Sudden change creates uncertainty. This is as true in evolution as it is in financial crises. Evolutionarily speaking, eastern fence lizards (Sceloporus undulatus) are in a moment of sudden and fast change – some of them, at least.
These lizards find themselves in a situation rather like some mice I’ve talked about before (here and here). A couple of thousand years ago, a new habitat opens up with very light coloured sand. Humans, in a fit of cleverness a few thousand years later, name it White Sands, New Mexico. The lizards see an opportunity and move in. For those that do, the darkest animals tend to have a hard time of it, because their high contrast make them easy pickings for predators. Lightly coloured animals get the advantage.
The rest of the population, though, in a more normal habitat, are being not picked on for having a darker hue. So the colour of the individual in the two habitats get more and more different over time.
What happens when you put members from these two divergent populations together in the same room? Will there be any behavioural differences, or will it just be as though one lizard thinks, “Oh, my brother, though we are long separated by the shifting sands, yet I still recognize you as a member of my kind, my tribe, my species!”
It didn’t quite work out that way. When they put together two males, a male from the White Sands habitat tended to react to a darkly coloured male from another habitat with:
“Whoa. Who’s the hottie?!”
The light coloured males gave courtship displays to those dark coloured males more than half the time. This is not usual behaviour: more typically, males who get introduced to another male will usually react aggressively, because these guys are territorial.

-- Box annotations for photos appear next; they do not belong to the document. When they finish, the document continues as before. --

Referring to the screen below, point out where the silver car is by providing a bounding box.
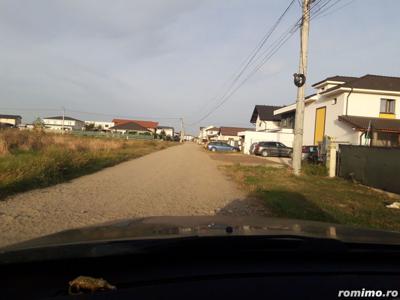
[254,142,293,157]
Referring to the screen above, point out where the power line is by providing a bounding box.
[315,0,355,20]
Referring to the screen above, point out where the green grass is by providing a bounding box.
[0,137,176,199]
[221,165,400,231]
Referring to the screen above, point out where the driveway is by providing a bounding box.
[0,143,266,246]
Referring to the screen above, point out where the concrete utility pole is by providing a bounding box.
[181,118,185,143]
[292,0,314,175]
[61,106,65,134]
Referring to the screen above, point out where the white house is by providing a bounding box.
[250,105,281,131]
[198,125,219,143]
[274,75,400,146]
[112,119,158,132]
[85,121,115,130]
[0,115,22,127]
[42,116,85,130]
[217,126,254,147]
[156,126,175,137]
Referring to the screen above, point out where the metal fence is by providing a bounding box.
[338,145,400,194]
[71,131,154,140]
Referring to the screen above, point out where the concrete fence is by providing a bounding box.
[338,145,400,194]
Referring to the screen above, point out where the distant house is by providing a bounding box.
[156,126,175,137]
[42,116,85,130]
[112,119,158,133]
[250,105,281,131]
[183,134,194,142]
[0,114,22,128]
[85,121,115,131]
[110,122,151,135]
[205,127,219,141]
[275,74,400,147]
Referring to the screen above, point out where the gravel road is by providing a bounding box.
[0,143,265,246]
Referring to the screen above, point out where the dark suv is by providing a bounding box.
[254,142,293,157]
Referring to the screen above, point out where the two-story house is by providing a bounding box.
[156,126,175,137]
[85,121,115,131]
[42,116,85,130]
[274,75,400,146]
[112,119,158,133]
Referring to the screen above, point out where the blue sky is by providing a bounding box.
[0,0,400,133]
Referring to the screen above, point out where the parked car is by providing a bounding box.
[254,142,293,157]
[207,142,240,152]
[249,143,258,154]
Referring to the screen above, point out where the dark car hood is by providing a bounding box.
[0,216,400,255]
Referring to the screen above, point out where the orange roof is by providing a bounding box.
[112,119,158,129]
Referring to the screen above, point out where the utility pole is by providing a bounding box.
[61,106,65,134]
[292,0,314,175]
[180,118,185,143]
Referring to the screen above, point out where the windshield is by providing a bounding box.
[0,0,400,254]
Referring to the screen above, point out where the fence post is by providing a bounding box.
[329,140,336,177]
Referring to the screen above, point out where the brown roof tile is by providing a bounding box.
[220,127,254,136]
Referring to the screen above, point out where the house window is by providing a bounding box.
[380,99,396,114]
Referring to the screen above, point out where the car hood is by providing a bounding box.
[0,216,400,255]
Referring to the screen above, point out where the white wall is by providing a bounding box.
[43,119,85,130]
[343,92,400,119]
[303,92,400,145]
[156,128,174,136]
[85,121,114,130]
[240,129,294,154]
[256,116,280,131]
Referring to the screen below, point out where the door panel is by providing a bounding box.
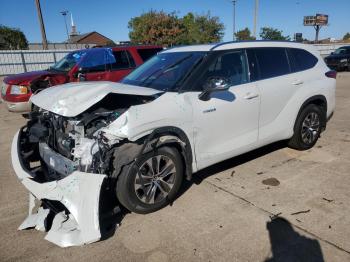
[190,51,260,169]
[248,47,304,142]
[191,83,260,168]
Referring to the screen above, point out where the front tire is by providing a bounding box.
[288,104,326,150]
[116,147,183,214]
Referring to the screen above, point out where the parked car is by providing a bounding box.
[324,46,350,71]
[1,46,162,113]
[11,41,336,246]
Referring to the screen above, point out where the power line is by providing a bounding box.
[253,0,259,39]
[35,0,47,49]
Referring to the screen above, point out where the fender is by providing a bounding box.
[135,126,193,180]
[112,126,193,180]
[293,95,327,132]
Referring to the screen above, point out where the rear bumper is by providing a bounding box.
[11,129,106,247]
[3,99,32,113]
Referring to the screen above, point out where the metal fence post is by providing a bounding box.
[21,51,27,73]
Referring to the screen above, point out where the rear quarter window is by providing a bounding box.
[288,48,318,72]
[254,47,291,80]
[137,48,163,62]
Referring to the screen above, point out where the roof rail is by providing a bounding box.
[210,40,295,51]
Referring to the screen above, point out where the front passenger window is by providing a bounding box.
[203,51,248,86]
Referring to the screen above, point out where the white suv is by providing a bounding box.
[12,41,336,246]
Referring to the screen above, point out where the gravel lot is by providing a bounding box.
[0,73,350,261]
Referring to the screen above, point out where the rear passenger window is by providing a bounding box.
[288,48,318,72]
[137,48,163,62]
[254,47,290,79]
[111,51,135,70]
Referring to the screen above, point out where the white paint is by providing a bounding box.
[11,132,106,247]
[30,81,161,117]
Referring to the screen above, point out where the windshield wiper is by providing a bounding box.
[140,54,193,86]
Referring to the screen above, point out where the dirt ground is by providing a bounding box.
[0,73,350,262]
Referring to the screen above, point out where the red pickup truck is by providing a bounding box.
[1,46,163,113]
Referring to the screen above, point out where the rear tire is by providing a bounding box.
[288,104,326,150]
[116,147,183,214]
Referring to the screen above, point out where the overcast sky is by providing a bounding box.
[0,0,350,42]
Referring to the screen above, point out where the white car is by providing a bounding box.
[12,41,336,246]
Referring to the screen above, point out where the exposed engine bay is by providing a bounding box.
[12,94,160,247]
[26,94,154,181]
[11,82,193,247]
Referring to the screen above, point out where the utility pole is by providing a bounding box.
[60,10,69,41]
[232,0,237,41]
[314,25,321,44]
[35,0,47,50]
[253,0,259,39]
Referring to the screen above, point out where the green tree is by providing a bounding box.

Although the colour of the lizards’ back is the most obvious cause to point to, the authors say it’s probably not the major difference between the populations that is driving this odd behaviour. When animals are displaying to each other, they do so in such a way as to show their undersides, not their backs.
The colouring of the lizards’ undersides also varies between the white sands and the dark soils. Lizards from the white sands tend to have bigger display patches on their undersides, and this is true for both males and females. Because the display patches of females from the white sands are larger, they tend to be fairly close in size to those of the males from the dark soil environments.
Extract from Figure 4. WS = white sands, DS = dark soil.
While this seems a plausible explanation, it is an untested hypothesis at this point. And it’s not clear right why larger patches might have had a selective advantage in a light sand environment.
But you could see how anyone could make that sort of mistake. Right? Right!?
Robertson JM, & Rosenblum EB. 2010. Male territoriality and ‘sex confusion’ in recently adapted lizards at White Sands Journal of Evolutionary Biology. DOI: 10.1111/j.1420-9101.2010.02063.x. http://onlinelibrary.wiley.com/doi/10.1111/j.1420-9101.2010.02063.x/abstract
Photo by TrombaMarina on Flickr, used under a Creative Commons license.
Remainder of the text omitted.